The most common source of failure is that this sort of team does not scale up very easily. While it's true that small projects and small teams can work well without a formal software process, it gets harder and harder to do the work as the scope of the software project gets wider, the team gets bigger, or the users and stakeholders become less available. When a team outgrows an informal process, projects begin to have problems. Programmers who used to produce lots of software find that their projects have started to feel "bogged down." The users are increasingly unhappy and the software is increasingly late. The work just doesn't seem fun anymore. When this happens, many of the "Diagnosing Problems" scenarios in the first part of this book start to look very familiar.

The shift from a happy and productive team to a bogged-down team usually happens because the team has taken on more people, larger projects, or new kinds of work. Suddenly, they have to retain more knowledge about the users' and stakeholders' needs than they can keep in their heads. Some teams find that this happens when they add the fourth (or sixth, or ninth) person to the team; others find that it happens when they try to take on a project that does not resemble any of their previous ones, or when they team people up to work on larger or more complex projects.

One of the most common situations in which a team gets "maxed out" arises when a small programming group with a good track record of building projects for individuals is faced with having to build a project on a larger scaleespecially if it is intended to be used by people outside the organization. Previously, the programmers were able to sit down with the people who would be using the software on a day-to-day basis and talk with them about what they needed. Those users would stay involved with the project throughout the entire development phase, giving feedback on prototypes and intermediate builds and helping the programmers learn more about their needs. A programming team used to working in this environment can have trouble building software meant for users outside of the organization. The problem is that the users are no longer available to the programmer whenever input is needed. A programmer used to walking across the office and asking for clarification about a confusing or unclear concept will often have trouble adjusting to a situation in which that input is not readily available.

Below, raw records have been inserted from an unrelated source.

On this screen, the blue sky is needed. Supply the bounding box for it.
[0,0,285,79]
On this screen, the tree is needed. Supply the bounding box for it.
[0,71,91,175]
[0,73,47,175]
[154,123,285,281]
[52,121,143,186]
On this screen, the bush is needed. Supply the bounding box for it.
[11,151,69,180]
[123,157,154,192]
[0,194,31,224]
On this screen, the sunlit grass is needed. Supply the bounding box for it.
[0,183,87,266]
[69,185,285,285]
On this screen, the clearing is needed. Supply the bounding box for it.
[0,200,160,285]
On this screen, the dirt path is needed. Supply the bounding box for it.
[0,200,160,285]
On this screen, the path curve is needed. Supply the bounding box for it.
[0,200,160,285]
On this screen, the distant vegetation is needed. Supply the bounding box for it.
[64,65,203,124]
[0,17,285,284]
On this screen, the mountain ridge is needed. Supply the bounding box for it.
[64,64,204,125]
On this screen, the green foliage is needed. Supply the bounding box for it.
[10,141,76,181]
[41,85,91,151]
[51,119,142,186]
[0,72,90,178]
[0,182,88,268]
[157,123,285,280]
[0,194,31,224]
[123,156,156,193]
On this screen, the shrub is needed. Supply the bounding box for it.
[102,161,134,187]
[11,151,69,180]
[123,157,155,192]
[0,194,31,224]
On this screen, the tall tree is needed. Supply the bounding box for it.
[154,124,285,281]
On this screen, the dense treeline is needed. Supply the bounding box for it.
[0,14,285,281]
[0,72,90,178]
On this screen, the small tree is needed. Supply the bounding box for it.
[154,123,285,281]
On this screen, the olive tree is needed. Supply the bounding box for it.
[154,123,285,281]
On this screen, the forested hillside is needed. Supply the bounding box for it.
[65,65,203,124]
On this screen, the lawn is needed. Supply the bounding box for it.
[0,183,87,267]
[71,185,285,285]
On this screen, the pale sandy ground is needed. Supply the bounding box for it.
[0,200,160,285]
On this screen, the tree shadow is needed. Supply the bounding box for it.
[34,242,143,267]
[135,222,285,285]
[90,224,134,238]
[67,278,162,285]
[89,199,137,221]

This problem is compounded when the knowledge needed to define the behavior of the software does not exist anywhere in the organization. Programmers know how to build software; they are not necessarily familiar with the day-to-day business of the people who will use it. This is where the "jack-of-all-trades" can suddenly find himself on shaky ground. He's spent a great deal of time learning about the particular needs of a small number of users; if a new project requires that he understand a completely different set of users, he may have to spend a very long time building up sufficient expertise in this new area.

12.1.2. Lack of Process Maturity Is Not "Immature"

There are many excellent textbooks on the nuts and bolts of software process improvement, but few of them acknowledge the fact that many successful organizations do not have a formal software process. In fact, process improvement experts often talk about process improvement in ways that are actually insulting to software professionals who feel they have done a good job and gone a long way in their careers. They use words such as "immature," "haphazard," "chaotic," and even "childish" to describe the software process of an organization that does not have a formal software process. This is not a useful way to convince people to change the way they do their jobs. (This was a major consideration in choosing "initial" as the label for the first maturity level in the CMMsee the section "The Capability Maturity Model.")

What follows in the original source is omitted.